The Jasper Booster was a weekly newspaper published on Wednesdays, serving the Jasper, Alberta area. It was founded in 1963, and was the first to report news in Jasper.

The Jasper Booster team created many complementary publications over the years. The Jasper Telephone Directory, Jasper Food Guide, Jasper in Winter and Summer Magazines, and Jasper Map were original creations of the Jasper Booster staff. Many special sections were also published every week, and were also original creation of the Booster staff during its close to 50 years of existence: Small Business Week, Minor Hockey Week, Jasper in January, Moonlight Madness, and Fire Safety Week are only a few examples of those special sections.

In January 2001, the Jasper Booster was completely re-designed and changed from a paid ($1.25) to a free publication as a reaction to the new free monthly publication 'The Jasper Wildlife'. Readership increased from 600 to 3000 but only after 'The Jasper Wildlife' was dissolved in a mass satellite paper offloading by parent company The Financial Post, mid 2001.

== End of publication==
In March 2009, the Sun Media paper was shut down after 46 years of publishing. This closure represented one of many, as Sun Media announced in December 2008 that it was cutting 600 jobs in Quebec, Ontario and Western Canada, due to the economic recession. The official Sun Media press release, printed in the Booster's last edition, is as follows:

Booster closes its doors

Newspaper served Jasper for 46 years

Sun Media

After 46 years of publication, Wednesday, March 11 is the final edition of the Jasper Booster, Sun Media has announced. Due to increasing challenges in the newspaper industry, shrinking advertising revenues and rising costs, it has been determined that the continuation of publication is no longer viable.

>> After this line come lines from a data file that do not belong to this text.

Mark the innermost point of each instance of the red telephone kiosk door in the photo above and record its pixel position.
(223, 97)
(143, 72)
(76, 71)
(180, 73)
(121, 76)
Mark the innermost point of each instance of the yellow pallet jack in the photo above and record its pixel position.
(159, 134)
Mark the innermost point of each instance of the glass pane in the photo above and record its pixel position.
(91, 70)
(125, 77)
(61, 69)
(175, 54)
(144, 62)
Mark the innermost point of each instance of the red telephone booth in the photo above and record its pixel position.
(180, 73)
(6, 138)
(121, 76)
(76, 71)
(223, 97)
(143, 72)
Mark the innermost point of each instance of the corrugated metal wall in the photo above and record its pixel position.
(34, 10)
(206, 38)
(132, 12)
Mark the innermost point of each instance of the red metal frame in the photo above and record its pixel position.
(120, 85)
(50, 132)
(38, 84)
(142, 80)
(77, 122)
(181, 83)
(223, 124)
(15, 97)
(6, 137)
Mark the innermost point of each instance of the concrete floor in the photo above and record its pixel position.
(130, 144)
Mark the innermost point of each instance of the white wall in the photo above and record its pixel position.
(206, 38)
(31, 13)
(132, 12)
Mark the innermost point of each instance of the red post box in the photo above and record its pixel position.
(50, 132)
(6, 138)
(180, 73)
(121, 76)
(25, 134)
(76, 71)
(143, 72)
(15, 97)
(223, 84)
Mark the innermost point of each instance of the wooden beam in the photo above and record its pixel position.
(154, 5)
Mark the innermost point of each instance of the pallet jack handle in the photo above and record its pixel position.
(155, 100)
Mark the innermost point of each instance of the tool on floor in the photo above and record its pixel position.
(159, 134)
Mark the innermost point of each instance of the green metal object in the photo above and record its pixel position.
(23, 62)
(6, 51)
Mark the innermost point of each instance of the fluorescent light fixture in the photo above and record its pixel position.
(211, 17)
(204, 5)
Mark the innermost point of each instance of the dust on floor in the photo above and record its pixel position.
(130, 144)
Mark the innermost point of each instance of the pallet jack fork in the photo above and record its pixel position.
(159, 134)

"It was a very difficult decision to cease publication in such a wonderful and picturesque community, but the reality is, the business model no longer made sense in the current economic environment," said Craig Martin, executive vice-president of operations for Western Canada. "We would like to thank our loyal advertisers, readers, and employees for their years of continuous support," wrote Martin in a news release.

Brigitte Petersen, Booster Editor at the time of closure, wrote her goodbye message in a column published in the last edition, in which she stated: "Having two local newspapers competing for advertising in this small town and covering the same events was often unnecessary and what could be called overkill," she wrote. "On the other hand, it can benefit a community to have a couple of media choices in town to avoid complacent reporting and over-charged advertisers."

Sonia Germain, Booster Publisher at the time of closure, also wrote a goodbye column in which she thanked the community for its support and stated: "On March 11 the door of the Jasper Booster office will be closed, but the memories created by this community newspaper will remain forever. There will be lots to remember."